0

So I'm currently in the middle of developing a program that parses through any XML file and returns data from it in the exact order it's in. The problem I have however is that the program must be able to handle different XML files (i.e. having different elements, different structure etc). I've been able to do this using DOM as I can just make a recursive method that loops through the tree and returns the values of the nodes, but it's not the most efficient way given the size of my XML files. So instead I'm interested in using SAX Parser, however as I'm sure you're aware of, it not as easy to use as it doesn't generate a data structure in which the information can be contained in. It may seem like a silly question (only recently learned programming), but does anyone have any examples or suggestions as to how I can go about overcoming this?
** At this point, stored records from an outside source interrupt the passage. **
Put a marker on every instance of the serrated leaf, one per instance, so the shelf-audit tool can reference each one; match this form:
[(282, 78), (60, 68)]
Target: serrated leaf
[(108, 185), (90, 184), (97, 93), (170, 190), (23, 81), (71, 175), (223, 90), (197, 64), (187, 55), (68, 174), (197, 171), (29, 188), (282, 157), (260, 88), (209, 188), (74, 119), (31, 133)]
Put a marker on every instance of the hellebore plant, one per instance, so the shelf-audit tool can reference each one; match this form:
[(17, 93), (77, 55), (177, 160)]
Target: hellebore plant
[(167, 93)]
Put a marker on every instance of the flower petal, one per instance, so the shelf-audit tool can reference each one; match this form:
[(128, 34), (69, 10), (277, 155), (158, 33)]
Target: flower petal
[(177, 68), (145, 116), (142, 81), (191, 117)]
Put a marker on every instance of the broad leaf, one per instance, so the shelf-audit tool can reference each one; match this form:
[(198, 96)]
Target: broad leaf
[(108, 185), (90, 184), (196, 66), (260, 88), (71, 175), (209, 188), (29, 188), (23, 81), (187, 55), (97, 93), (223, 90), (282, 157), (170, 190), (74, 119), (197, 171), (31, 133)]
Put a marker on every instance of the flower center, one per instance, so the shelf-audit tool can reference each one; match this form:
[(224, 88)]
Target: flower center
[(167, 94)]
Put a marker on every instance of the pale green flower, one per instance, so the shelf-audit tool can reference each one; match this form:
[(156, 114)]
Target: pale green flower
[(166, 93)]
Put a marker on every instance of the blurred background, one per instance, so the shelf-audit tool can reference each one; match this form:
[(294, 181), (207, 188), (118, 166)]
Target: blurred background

Also having a look at StAX which seems to be the better way of going!

Thanks

user2062207
  • 955
  • 4
  • 18
  • 34
  • when you are trying to parse a large file SAX is not a good parser to use , look for some other parsers – thar45 Oct 28 '14 at 15:12
  • Yeah I'm currently looking at StAX atm, but I just don't know hwo I'm going to be able to recall all elements and their values in order without a predefined data structure – user2062207 Oct 28 '14 at 15:13
  • 3
    SAX provides you with data from an XML file on the fly and expects you to do something with it. It just parses a file and issues a callback for any interesting syntax objects it finds, such as start tags, end tags or character data. Since you don't seem to care about structure, this should be perfect for your use case. So your DOM recursion is already implemented in a SAX parser, you just need to react when you find something of interest. – predi Oct 28 '14 at 15:13
  • 3
    StAX is a pull parser, where you control how to proceed the parse. For example, you say: "Oh.. This XML element is useless, simply skip it entirely", while with a SAX parser, you cannot choose this flow. A SAX parser IS suited for large files. – predi Oct 28 '14 at 15:17
  • Hmm what if I wanted to create a program in which you can specify what information you want to retrieve back from an xml? Like at first I want it to specify all the elements that exists and then you specify what information you want to retrieve back, would that be best done in SAX or StAX? – user2062207 Oct 28 '14 at 16:00
  • 2
    Very hard to give advice since you haven't given any clues as to what your program actually does, and that does rather affect things. If you're not an experienced programmer then StAX is probably going to be easier to use than SAX because it puts you in control and programmers always like to be in control. – Michael Kay Oct 28 '14 at 16:37
  • To be honest I don't know exactly what I want the program to do either just yet but StAX does seem like hte better option. Thank you – user2062207 Oct 28 '14 at 17:23

0 Answers0